The question is clearly a good one and important to recognize that the indications for surgical correction depend upon several factors, and first and most importantly that the deformity of the penis interferes with sexual activity enough that it is difficult or impossible to perform penetrative sex. With this in mind, several protocols have been developed over the last decade, which have all agreed to the following. If the penile deformity is not severe (less than 60-70 degrees), and there is no significant indentation, hourglass deformity or hinge effect, then penile straightening with a plication operation is indicated.
The Nesbit is one of the first plication operations and there are many variants, and the results are pretty much the same with a high rate of satisfactory straightening and very low worsening of erectile function. There is one concern with any plication operation including the Nesbit, which includes possible shortening of the penis. This is why we limit the men to be offered type of procedures so that with less than 70 degrees of curvature, as this will less rule and should not result in substantial loss of length. This has been confirmed in a recent publication in the January, Journal of Urology by Laurence Levine, MD and associates.
On the other hand, when a grafting procedure would be indicated when the curvature is severe (exceeding 70 degrees), and/or there is substantial narrowing which results in an unstable penis, which is also called a hinge effect. In this circumstance because of the greater severity of this problem, a more advanced operation is indicated. In this circumstance, the area of maximum scarring is either incised or excised, and then the defected is covered with a graft of which there is a variety available today. The risk of penile shortening is much less with the grafting procedure, but the rate of erectile dysfunction following grafting is higher because of the exposure of the underlying vascular tissue and the potential for postoperative venous leakage. Studies have been done to look at who would be most at risk for developing erectile dysfunction following a grafting procedure, and for the most part these studies have revealed that the quality of erectile function preoperatively can help predict postoperative results. That is to say men who have some compromise to their erections preoperatively are not likely to get better and may get worse. Therefore, it is the opinion of most experts that the grafting procedure be performed in men who have excellent quality rigidity, but severe deformity. In this circumstance, reported erectile dysfunction after surgery ranges from 5-15% in individuals undergoing this operation. It is also for this reason that I feel strongly that experts in the field of penile reconstruction for Peyronie’s disease perform the grafting procedure, as this is delicate surgery that requires experienced hands. The Nesbit procedure or other plication operations are less risky, and therefore may be performed by any urologist who is comfortable with this technique. It would also be useful to note that the goal of penile straightening procedures is to create a functionally straight penis. This is defined as residual curve of less than 20 degrees which should not interfere with penetrative sex.
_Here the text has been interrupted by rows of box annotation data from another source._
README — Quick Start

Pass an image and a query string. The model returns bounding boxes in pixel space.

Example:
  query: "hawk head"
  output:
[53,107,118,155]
This type of curvature is best treated with surgery. The type of surgery depends upon several factors. If there is Peyronie’s disease which has caused substantial shortening, or the penis is already short then there is likely to be further shortening when correcting a downward (ventral) curvature. The amount of shortening depends upon the degree of curvature. The more severe the curvature, the greater the amount of shortening. Studies have shown that the amount of length loss in men with curvature of less than 60 degrees tends to the in 1-1½ cm range, but when it is in excess of 60 degrees, more curvature is possible.
On the other hand if the curvature is severe (more than 70 degrees) and a grafting procedure is performed to correct it, there is a reported higher risk of erectile dysfunction, which approaches 50% of men undergoing grafting for downward curvature. For men with congenital downward curvature, these men typically have increased elasticity and long penises. In these patients, I always recommend a plication operation instead of a grafting procedure. This is because the degree of shortening in the man with congenital curvature tends to be less bothersome, and there is a substantially lower rate of postoperative erectile dysfunction with the plication procedure. For men who have Peyronie’s disease, severe ventral curvature and borderline erectile dysfunction, it is best to consider placement of a penile prosthesis with simultaneous straightening of the penis. In this circumstance, the prosthesis will support the straightening and allow satisfactory postoperative rigidity for sex.